In the village of Modi'in lived an old priest, Mattityahu, with his five sons. They led the Jewish people in a revolt against the Syrian king and his soldiers. Yehuda, one of the sons of Mattityahu, became the leader of the courageous Jewish rebels. They were called the Maccabees, probably after Yehuda's nickname HaMaccabee (hammer).

In the month of Kislev the Maccabees, with the help of G-d, succeeded in driving the Syrians out and recapturing the Holy Temple. Now they needed to clean out the Temple, and restoring it to the worship of HaShem. They made a new altar and carried out some extensive repairs to the Temple. Then we can read in I Maccabees 4:

And they arose early on the twenty-fifth day of the ninth month, that is Kislev, in the one hundred and forty-eighth year, and offered sacrifice according to the Torah upon the new altar. (...)
And they celebrated the rededication of the altar for eight days.
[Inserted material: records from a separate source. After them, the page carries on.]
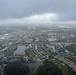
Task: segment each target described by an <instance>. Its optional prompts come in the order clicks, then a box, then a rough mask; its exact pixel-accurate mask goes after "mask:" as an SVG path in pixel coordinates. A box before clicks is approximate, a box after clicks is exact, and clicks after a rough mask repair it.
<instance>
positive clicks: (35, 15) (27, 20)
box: [0, 13, 58, 24]
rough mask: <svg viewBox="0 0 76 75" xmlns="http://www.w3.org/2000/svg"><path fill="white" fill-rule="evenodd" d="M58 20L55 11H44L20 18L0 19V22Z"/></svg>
mask: <svg viewBox="0 0 76 75" xmlns="http://www.w3.org/2000/svg"><path fill="white" fill-rule="evenodd" d="M55 20H58V15H57V14H55V13H44V14H38V15H32V16H28V17H24V18H20V19H6V20H1V21H0V23H6V24H7V23H8V24H9V23H49V22H52V21H55Z"/></svg>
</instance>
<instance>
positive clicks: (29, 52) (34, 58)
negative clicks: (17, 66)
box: [26, 48, 39, 60]
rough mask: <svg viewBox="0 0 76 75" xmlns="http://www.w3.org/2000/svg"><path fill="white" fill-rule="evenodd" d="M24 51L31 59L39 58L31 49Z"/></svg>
mask: <svg viewBox="0 0 76 75" xmlns="http://www.w3.org/2000/svg"><path fill="white" fill-rule="evenodd" d="M26 53H27V54H28V55H29V56H30V57H31V58H32V59H33V60H37V59H39V57H38V56H37V55H36V54H35V53H34V52H33V49H32V48H30V49H27V50H26Z"/></svg>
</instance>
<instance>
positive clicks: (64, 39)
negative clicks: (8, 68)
mask: <svg viewBox="0 0 76 75" xmlns="http://www.w3.org/2000/svg"><path fill="white" fill-rule="evenodd" d="M44 60H48V61H51V62H53V63H54V64H55V65H57V66H58V67H59V68H60V69H61V70H62V73H63V75H69V73H70V72H71V71H72V72H75V73H76V28H75V27H70V28H69V27H62V28H61V27H48V26H44V27H42V26H34V27H33V26H32V27H31V26H27V27H26V26H25V27H24V26H20V27H19V26H18V27H15V28H14V27H10V28H6V29H5V28H0V64H1V65H0V72H3V68H4V66H5V65H6V64H7V63H10V62H13V61H23V62H26V63H27V64H28V65H29V64H32V66H30V69H32V68H33V70H35V69H36V68H37V67H38V66H40V65H41V64H42V62H43V61H44ZM68 67H70V68H71V69H70V71H69V68H68Z"/></svg>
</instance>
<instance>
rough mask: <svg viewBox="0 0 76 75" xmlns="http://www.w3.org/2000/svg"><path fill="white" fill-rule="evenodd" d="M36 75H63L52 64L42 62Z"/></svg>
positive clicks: (58, 70) (60, 71) (44, 61)
mask: <svg viewBox="0 0 76 75" xmlns="http://www.w3.org/2000/svg"><path fill="white" fill-rule="evenodd" d="M37 75H63V74H62V71H61V70H60V69H59V68H58V67H57V66H56V65H54V64H53V63H52V62H49V61H44V62H43V65H42V66H40V67H39V69H38V73H37Z"/></svg>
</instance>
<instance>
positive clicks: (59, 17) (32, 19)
mask: <svg viewBox="0 0 76 75" xmlns="http://www.w3.org/2000/svg"><path fill="white" fill-rule="evenodd" d="M75 21H76V0H0V24H3V23H5V24H6V23H7V24H8V23H50V22H75Z"/></svg>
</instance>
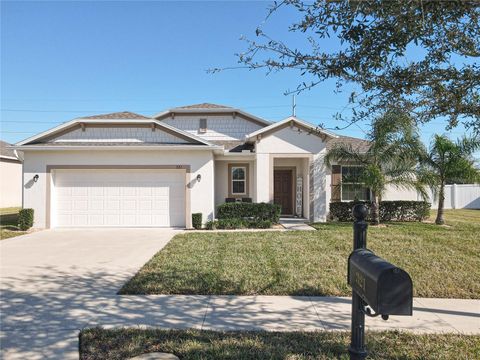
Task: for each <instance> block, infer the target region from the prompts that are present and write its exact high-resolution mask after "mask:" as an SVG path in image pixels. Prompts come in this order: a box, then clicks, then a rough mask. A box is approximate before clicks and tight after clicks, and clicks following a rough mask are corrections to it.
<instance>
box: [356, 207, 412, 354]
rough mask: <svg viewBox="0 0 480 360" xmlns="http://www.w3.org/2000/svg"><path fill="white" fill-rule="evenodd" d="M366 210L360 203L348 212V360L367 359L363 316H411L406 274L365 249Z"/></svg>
mask: <svg viewBox="0 0 480 360" xmlns="http://www.w3.org/2000/svg"><path fill="white" fill-rule="evenodd" d="M367 212H368V211H367V208H366V206H365V205H363V204H358V205H355V206H354V207H353V209H352V214H353V217H354V218H355V221H354V223H353V252H352V253H351V254H350V256H349V258H348V275H347V281H348V283H349V285H350V286H351V287H352V334H351V339H350V346H349V347H348V352H349V353H350V359H351V360H363V359H365V358H366V357H367V350H366V348H365V315H367V316H371V317H374V316H379V315H381V316H382V319H383V320H388V317H389V316H390V315H407V316H411V315H412V309H413V284H412V279H411V278H410V275H408V273H407V272H405V271H404V270H402V269H400V268H399V267H396V266H395V265H393V264H391V263H389V262H388V261H386V260H384V259H382V258H380V257H379V256H376V255H375V254H374V253H373V252H372V251H370V250H368V249H367V248H366V247H367V228H368V224H367V222H366V221H365V219H366V217H367Z"/></svg>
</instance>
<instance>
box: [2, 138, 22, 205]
mask: <svg viewBox="0 0 480 360" xmlns="http://www.w3.org/2000/svg"><path fill="white" fill-rule="evenodd" d="M9 146H10V144H9V143H6V142H5V141H0V208H6V207H18V206H21V205H22V162H21V161H20V160H19V159H18V158H17V157H16V156H15V153H14V151H13V150H12V149H10V148H9Z"/></svg>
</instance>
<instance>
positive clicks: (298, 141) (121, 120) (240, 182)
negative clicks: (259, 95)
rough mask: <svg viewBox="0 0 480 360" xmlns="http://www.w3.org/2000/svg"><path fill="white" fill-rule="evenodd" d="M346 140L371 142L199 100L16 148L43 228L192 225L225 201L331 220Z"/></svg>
mask: <svg viewBox="0 0 480 360" xmlns="http://www.w3.org/2000/svg"><path fill="white" fill-rule="evenodd" d="M338 141H347V142H351V143H352V144H354V145H355V146H365V141H364V140H360V139H355V138H348V137H341V136H338V135H336V134H334V133H332V132H329V131H326V130H322V129H317V128H316V127H315V126H314V125H311V124H309V123H307V122H305V121H302V120H300V119H298V118H296V117H288V118H286V119H284V120H282V121H280V122H276V123H271V122H269V121H267V120H265V119H262V118H259V117H257V116H254V115H252V114H249V113H247V112H245V111H242V110H240V109H236V108H232V107H228V106H221V105H215V104H197V105H190V106H183V107H177V108H172V109H169V110H167V111H164V112H161V113H158V114H156V115H154V116H153V117H146V116H143V115H139V114H135V113H131V112H127V111H125V112H120V113H113V114H106V115H96V116H87V117H82V118H77V119H74V120H72V121H69V122H66V123H63V124H61V125H59V126H57V127H55V128H53V129H50V130H48V131H45V132H43V133H40V134H38V135H35V136H33V137H31V138H28V139H26V140H24V141H21V142H19V143H17V144H16V145H15V146H14V148H15V149H16V150H17V151H19V152H21V153H22V154H23V157H24V182H23V186H24V204H23V205H24V207H27V208H33V209H35V224H34V226H35V227H37V228H51V227H85V226H92V227H97V226H155V227H156V226H165V227H187V228H188V227H191V214H192V213H198V212H200V213H202V214H203V219H204V221H206V220H208V219H213V218H214V217H215V209H216V206H218V205H220V204H222V203H224V202H225V201H253V202H275V203H278V204H280V205H281V206H282V215H284V216H299V217H303V218H306V219H310V220H312V221H325V220H326V216H327V211H328V204H329V202H330V199H331V198H332V196H333V197H334V198H335V199H339V196H340V192H339V191H333V192H332V188H333V189H336V188H338V186H339V181H340V180H339V179H340V177H341V176H342V174H341V172H342V168H341V167H340V168H339V167H334V168H333V171H334V174H333V175H331V173H330V170H329V169H328V168H326V166H325V164H324V161H323V159H324V156H325V153H326V151H327V149H328V147H329V146H333V145H334V144H335V143H336V142H338ZM332 181H333V185H332ZM351 185H352V186H351V187H352V189H353V190H352V191H351V193H352V194H353V193H354V192H355V191H356V190H355V184H351ZM357 187H358V186H357ZM349 194H350V193H349ZM350 195H351V194H350ZM352 196H353V195H352ZM352 199H353V198H352Z"/></svg>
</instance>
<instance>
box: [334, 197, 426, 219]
mask: <svg viewBox="0 0 480 360" xmlns="http://www.w3.org/2000/svg"><path fill="white" fill-rule="evenodd" d="M355 204H365V206H367V208H368V216H367V220H370V219H371V216H370V207H371V202H364V201H350V202H339V201H337V202H331V203H330V214H329V218H330V220H336V221H353V220H354V219H353V216H352V208H353V206H354V205H355ZM379 205H380V208H379V211H380V221H422V220H425V219H427V218H428V217H429V216H430V206H431V204H430V203H429V202H426V201H404V200H398V201H380V204H379Z"/></svg>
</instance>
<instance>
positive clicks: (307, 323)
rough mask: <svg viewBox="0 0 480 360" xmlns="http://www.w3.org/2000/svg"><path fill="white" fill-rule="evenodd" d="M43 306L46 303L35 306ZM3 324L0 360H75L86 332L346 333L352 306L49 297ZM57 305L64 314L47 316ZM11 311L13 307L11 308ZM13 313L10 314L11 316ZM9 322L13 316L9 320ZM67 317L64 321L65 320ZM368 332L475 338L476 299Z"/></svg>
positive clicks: (185, 299)
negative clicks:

Tradition holds that when the Maccabees wanted to light the Menorah again, they found only enough kosher oil, in a sealed jar, for the Menorah to burn one day. They decided to light the Menorah nevertheless. Miraculously the oil lasted for eight days. Exactly long enough to prepare new oil.

We celebrate Chanukkah, the re dedication of the altar, for eight days, starting on the 25th of the Jewish month Kislev (usually somewhere in December). For eight days we light the Chanukkiyah, sing Chanukkah-songs, play the dreidel and eat latkes. The children also get a present on each night of this festival.